With that, a really helpful aid for blind people can be made, running just on their phone, fed from a camera in their eyeglasses. Somebody who could not move around without an assistant could become autonomous in daily life.
It might be useful for telling Cream of Chicken from Cream of Mushroom, but for locomotion I can't see this adding anything over existing strategies people use to get around sans sight.
"There's a tree.
There's a tree.
There's a tree.
There's a number of pedestrians.
There's a tree.
There's a sign." does not strike me as useful feedback for getting around.
Consider a city. It's full of signs and inscriptions, traffic lights, and other key interaction elements. Consider a store. It has shelves with stuff, again with inscriptions, price tags, etc.
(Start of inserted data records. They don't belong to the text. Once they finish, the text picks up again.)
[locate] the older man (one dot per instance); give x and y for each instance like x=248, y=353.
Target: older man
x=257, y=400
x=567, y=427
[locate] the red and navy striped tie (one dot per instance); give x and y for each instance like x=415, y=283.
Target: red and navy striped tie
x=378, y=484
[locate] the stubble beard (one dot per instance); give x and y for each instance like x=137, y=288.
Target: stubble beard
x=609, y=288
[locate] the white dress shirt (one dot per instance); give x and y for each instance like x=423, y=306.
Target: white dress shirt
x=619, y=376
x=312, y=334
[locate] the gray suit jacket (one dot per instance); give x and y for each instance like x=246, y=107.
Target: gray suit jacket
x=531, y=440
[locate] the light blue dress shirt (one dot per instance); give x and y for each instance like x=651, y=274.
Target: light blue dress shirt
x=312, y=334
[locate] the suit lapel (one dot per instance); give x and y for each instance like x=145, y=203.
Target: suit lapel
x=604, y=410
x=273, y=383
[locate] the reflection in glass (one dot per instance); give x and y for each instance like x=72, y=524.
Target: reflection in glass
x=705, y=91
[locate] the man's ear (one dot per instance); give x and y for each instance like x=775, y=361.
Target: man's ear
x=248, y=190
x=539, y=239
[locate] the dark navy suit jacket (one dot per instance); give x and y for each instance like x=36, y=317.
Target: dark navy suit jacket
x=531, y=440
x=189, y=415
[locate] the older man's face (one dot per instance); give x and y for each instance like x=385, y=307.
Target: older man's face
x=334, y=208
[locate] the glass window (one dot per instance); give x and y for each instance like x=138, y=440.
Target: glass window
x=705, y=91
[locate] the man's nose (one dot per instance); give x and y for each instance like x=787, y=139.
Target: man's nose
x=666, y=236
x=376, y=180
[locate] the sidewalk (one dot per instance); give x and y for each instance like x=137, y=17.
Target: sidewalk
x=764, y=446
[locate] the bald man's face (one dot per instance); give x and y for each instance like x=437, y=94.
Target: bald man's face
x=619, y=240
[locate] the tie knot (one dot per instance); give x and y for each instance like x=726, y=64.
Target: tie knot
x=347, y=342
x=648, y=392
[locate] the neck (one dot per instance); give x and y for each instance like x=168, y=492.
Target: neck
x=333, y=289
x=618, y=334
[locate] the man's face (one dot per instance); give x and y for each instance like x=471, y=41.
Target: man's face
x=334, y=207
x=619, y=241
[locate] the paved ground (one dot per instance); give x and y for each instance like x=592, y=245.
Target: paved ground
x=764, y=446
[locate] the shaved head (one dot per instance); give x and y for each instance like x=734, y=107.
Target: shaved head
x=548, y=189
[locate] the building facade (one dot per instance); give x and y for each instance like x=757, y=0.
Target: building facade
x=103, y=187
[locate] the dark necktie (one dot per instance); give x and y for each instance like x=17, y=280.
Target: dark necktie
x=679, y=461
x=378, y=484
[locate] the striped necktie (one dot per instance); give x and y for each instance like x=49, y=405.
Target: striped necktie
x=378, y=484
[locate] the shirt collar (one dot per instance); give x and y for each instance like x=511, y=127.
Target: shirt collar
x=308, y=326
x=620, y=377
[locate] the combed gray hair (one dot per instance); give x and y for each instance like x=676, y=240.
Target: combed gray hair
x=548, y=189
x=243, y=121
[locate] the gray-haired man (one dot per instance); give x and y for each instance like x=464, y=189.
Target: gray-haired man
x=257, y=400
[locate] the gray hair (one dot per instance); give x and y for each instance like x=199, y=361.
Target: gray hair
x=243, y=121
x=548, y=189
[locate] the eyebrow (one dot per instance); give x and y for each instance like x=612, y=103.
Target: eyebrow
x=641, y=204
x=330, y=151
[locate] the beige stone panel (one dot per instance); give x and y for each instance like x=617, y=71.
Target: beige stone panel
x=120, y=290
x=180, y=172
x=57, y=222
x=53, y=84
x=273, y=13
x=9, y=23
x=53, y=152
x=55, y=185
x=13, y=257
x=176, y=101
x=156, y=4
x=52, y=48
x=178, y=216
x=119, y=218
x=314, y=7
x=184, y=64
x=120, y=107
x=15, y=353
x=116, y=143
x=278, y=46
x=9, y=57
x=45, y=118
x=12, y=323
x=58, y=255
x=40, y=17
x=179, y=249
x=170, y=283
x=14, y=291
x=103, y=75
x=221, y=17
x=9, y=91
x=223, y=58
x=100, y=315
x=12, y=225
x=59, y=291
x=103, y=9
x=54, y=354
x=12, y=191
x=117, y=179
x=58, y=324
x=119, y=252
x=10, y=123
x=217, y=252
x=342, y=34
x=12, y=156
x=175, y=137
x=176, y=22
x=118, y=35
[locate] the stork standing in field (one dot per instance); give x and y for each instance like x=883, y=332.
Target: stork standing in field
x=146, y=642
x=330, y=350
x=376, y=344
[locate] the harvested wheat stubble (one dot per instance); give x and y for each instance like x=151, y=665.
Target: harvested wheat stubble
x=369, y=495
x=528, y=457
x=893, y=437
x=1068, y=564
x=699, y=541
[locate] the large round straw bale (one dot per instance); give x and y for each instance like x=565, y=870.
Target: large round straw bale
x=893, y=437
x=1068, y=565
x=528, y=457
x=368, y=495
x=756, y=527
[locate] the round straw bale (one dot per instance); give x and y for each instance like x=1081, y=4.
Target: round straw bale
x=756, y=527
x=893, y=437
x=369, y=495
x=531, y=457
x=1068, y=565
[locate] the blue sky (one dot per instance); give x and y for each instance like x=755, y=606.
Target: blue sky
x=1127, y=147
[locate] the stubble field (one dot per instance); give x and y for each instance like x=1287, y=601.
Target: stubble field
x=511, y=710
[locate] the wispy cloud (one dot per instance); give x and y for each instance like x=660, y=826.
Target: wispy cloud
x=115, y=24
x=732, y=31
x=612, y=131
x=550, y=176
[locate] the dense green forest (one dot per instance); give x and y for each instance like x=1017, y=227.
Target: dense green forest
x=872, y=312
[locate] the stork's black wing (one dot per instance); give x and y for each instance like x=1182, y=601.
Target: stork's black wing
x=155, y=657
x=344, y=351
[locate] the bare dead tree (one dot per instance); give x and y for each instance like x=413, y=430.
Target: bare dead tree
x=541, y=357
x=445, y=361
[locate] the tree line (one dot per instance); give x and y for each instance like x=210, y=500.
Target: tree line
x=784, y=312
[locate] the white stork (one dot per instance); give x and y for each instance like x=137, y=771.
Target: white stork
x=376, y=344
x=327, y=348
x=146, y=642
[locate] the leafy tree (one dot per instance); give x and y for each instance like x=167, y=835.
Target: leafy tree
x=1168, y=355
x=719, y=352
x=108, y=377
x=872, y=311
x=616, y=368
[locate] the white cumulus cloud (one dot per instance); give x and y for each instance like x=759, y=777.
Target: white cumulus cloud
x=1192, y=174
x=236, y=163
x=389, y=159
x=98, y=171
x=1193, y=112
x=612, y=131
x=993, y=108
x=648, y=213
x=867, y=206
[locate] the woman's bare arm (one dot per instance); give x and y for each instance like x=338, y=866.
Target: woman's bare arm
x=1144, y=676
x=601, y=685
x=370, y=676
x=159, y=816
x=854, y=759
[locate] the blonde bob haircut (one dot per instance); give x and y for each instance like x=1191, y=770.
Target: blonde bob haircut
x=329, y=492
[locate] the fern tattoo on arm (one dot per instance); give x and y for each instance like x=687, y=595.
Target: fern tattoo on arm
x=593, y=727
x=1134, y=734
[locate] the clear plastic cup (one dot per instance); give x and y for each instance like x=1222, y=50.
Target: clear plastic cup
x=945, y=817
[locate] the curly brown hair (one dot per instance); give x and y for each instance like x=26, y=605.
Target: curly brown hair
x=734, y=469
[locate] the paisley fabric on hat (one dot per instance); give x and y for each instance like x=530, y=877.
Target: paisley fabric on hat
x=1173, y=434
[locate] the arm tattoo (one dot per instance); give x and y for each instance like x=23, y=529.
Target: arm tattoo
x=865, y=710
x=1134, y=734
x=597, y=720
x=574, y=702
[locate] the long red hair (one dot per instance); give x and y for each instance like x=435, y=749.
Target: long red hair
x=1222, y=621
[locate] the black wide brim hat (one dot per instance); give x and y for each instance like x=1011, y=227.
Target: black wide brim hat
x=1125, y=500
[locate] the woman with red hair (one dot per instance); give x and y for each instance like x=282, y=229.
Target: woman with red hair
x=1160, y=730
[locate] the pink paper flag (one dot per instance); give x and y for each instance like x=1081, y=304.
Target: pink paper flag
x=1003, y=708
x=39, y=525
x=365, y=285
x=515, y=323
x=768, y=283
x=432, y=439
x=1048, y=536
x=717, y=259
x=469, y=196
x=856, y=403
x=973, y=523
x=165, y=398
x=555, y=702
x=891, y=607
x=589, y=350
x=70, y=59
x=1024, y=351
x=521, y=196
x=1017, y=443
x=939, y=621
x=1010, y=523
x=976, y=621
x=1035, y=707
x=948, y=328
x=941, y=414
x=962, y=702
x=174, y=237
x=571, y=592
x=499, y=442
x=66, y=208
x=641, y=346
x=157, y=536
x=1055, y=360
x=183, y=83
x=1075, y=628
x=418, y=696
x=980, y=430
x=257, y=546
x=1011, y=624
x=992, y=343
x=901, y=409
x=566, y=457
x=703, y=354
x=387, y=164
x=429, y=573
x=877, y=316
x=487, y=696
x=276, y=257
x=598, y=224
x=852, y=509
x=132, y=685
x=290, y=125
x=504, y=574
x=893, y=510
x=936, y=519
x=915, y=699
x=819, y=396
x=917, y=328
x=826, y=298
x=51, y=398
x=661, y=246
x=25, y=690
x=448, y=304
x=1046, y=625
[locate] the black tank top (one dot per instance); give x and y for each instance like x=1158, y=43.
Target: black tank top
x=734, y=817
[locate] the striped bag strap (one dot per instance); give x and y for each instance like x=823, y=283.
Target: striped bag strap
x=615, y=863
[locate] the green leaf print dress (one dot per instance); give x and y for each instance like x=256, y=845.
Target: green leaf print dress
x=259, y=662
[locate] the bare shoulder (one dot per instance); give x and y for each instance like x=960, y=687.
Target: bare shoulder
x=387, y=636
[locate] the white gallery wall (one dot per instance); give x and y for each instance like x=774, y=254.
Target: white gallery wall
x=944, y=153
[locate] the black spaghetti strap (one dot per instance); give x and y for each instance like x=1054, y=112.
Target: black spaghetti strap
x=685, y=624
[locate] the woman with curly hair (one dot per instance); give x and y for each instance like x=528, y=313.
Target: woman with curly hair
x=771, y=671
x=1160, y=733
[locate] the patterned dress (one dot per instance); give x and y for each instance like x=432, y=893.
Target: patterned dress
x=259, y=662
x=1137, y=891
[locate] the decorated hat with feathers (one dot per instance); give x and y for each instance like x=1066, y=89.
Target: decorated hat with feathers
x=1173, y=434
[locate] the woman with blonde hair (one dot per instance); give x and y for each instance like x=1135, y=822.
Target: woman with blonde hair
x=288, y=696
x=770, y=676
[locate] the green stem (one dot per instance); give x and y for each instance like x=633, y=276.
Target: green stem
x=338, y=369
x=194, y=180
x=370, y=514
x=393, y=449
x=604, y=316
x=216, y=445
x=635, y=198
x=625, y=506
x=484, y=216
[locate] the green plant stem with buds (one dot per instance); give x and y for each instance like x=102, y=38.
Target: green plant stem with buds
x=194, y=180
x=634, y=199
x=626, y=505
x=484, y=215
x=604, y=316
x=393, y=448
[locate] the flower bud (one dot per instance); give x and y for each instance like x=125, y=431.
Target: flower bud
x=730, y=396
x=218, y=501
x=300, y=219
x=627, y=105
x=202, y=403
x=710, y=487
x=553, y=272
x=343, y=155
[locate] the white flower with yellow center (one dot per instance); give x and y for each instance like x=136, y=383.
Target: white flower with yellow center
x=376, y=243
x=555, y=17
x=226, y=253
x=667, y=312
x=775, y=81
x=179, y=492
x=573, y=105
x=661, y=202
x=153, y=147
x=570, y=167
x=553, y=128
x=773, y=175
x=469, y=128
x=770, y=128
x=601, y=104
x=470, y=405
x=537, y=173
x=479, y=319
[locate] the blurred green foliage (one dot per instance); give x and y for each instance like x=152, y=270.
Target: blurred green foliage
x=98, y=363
"Pavement. Row of stores to the left. Joe's Grocery Store. Doors. Door handle. A shelf with bakery. A shelf with canned goods. A shelf with bottles. Coke bottle. Large Pepsi bottle. Apple juice bottle. Passageway. Checkout. Payment terminal. Door. Door handle. Pavement. ..."
None of that gives me any useful spatial sense of where. "Payment terminal." Okay. Where is it? Left? Left where? How much left? How far?
The only truly useful bits I see in your stream of text is, again, "Cream of Mushroom" vs "Cream of Chicken." I am actively holding something, so I know where it is, but need to differentiate it from printed detail.